The issues on IBE are kind of like trusting a CA, except there are no certificates and therefore no CA. There is a very powerful trusted party who can decrypt anyone's information. The way it works is, there are some all powerful master secrets, from which some public parameters are generated.
Anyone with the public parameters can generate a new public key for anyone (e.g. using your email address as the public key) and encrypt a message for you. The issue is that to decrypt the message, you have to ask the trusted party for a valid private key for that public key, which it can automatically generate for you given knowledge of the public key, using the master secrets.

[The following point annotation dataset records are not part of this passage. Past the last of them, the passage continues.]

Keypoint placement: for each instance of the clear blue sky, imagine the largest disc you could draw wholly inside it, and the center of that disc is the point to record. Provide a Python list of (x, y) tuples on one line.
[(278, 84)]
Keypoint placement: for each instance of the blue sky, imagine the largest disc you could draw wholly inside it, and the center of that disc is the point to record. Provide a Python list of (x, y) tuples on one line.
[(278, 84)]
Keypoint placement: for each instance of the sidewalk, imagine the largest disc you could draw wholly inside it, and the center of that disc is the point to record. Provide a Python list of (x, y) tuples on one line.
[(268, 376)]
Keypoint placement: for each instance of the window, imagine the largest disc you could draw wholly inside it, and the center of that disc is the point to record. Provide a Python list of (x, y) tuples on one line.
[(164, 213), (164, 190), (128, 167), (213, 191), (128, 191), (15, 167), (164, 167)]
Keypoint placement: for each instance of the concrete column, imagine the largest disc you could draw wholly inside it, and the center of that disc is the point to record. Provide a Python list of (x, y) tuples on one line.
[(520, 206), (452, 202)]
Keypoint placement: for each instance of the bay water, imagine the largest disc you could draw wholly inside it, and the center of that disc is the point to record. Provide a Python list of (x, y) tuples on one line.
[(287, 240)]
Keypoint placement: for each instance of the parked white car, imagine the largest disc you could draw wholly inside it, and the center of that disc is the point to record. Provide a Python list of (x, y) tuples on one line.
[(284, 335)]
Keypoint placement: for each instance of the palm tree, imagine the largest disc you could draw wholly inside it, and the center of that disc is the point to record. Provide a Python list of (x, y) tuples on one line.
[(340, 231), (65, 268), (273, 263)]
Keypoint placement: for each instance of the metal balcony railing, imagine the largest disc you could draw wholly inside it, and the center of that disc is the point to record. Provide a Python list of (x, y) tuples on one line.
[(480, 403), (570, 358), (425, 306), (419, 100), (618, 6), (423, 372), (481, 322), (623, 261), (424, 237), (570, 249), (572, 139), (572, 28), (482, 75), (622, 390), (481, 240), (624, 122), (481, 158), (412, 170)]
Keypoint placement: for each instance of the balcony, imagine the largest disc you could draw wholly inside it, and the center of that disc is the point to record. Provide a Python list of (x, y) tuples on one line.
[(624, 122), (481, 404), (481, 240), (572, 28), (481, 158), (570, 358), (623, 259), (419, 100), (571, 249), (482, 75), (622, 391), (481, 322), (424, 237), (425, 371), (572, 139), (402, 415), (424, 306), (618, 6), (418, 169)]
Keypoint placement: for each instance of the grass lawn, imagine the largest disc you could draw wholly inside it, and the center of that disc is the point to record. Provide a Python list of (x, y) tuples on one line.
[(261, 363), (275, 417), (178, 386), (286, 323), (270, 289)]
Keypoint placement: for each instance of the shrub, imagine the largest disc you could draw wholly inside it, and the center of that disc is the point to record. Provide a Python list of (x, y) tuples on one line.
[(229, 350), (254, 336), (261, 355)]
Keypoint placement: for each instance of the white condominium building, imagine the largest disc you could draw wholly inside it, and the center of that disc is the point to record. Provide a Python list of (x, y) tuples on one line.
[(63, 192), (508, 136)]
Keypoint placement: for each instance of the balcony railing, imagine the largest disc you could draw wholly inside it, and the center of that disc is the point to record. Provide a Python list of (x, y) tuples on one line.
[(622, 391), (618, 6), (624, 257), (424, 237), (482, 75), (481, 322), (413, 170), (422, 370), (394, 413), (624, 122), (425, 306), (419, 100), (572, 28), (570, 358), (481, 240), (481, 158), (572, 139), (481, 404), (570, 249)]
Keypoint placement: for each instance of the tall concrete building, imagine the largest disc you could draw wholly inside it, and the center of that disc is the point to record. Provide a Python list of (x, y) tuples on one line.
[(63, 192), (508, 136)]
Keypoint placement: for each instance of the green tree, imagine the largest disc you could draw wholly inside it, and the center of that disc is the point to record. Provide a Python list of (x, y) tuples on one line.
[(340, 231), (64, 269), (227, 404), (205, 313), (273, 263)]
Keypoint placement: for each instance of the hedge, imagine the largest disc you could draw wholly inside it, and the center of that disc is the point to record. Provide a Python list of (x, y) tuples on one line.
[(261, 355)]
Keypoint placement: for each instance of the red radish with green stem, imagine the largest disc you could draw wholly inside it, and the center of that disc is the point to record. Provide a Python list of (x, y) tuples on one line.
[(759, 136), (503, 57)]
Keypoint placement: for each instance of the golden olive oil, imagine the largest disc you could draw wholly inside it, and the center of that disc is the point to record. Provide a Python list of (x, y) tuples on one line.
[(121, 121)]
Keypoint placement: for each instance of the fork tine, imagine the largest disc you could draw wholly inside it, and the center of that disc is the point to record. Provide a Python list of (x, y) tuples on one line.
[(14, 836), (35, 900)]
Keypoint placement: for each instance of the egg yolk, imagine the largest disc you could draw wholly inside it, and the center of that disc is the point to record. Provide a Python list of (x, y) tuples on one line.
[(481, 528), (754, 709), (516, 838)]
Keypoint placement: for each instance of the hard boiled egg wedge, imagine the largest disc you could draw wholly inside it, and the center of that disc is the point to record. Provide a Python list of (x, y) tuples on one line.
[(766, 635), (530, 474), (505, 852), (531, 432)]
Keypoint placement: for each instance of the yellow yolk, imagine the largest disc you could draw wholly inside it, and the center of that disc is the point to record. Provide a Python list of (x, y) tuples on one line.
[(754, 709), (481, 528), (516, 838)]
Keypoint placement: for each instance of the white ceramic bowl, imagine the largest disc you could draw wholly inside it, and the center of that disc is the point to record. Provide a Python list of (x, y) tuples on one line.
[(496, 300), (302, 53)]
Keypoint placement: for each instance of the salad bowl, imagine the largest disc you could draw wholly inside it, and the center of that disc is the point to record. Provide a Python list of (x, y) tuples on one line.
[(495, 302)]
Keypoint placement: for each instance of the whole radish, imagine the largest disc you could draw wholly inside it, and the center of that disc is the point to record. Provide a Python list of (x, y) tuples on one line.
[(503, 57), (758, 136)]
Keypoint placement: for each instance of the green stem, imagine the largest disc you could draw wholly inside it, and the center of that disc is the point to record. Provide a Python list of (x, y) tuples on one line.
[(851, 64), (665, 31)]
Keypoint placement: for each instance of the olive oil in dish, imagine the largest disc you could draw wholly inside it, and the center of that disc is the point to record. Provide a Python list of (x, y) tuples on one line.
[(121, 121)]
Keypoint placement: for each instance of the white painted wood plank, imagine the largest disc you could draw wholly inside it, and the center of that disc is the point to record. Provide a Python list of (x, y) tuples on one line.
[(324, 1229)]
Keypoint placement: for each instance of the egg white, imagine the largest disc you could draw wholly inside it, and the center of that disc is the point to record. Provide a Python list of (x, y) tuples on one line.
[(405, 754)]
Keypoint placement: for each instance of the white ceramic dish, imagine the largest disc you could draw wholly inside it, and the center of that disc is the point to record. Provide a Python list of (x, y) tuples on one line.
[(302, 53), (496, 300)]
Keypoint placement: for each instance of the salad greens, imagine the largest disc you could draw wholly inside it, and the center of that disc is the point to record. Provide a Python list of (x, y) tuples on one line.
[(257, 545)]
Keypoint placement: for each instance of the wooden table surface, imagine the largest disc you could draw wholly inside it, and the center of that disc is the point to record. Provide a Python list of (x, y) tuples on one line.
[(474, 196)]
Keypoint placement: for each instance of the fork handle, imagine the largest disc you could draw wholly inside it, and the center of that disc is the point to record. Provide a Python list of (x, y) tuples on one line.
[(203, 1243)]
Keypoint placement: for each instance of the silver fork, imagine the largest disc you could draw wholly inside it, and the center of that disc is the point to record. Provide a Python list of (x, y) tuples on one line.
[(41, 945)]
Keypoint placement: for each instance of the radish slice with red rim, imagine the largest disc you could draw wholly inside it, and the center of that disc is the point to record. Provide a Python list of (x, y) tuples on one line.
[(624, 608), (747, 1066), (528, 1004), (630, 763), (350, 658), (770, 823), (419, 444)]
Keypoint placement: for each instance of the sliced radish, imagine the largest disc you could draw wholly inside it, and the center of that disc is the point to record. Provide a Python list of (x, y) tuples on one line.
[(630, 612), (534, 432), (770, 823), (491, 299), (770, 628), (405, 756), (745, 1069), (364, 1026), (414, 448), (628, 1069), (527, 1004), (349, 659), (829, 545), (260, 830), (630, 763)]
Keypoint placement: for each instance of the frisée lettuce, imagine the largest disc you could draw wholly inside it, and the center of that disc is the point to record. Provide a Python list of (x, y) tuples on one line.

One security issue of this system is how does the trusted party authenticate that you really are who you claim to be, and how does it distribute that private key to you. Another, possibly more serious objection, is that the trusted party can fundamentally generate private keys for anyone using their parameters, so they can decrypt everyone's data. You have to *really* trust that trusted party.
The only place I've seen IBE commercially used is by Voltage Security. One use case is to allow payment terminals to automatically generate a new public key for each payment. Since the payment provider is supposed to be able to decrypt all of these communications (they are the trusted party), then this works quite nicely.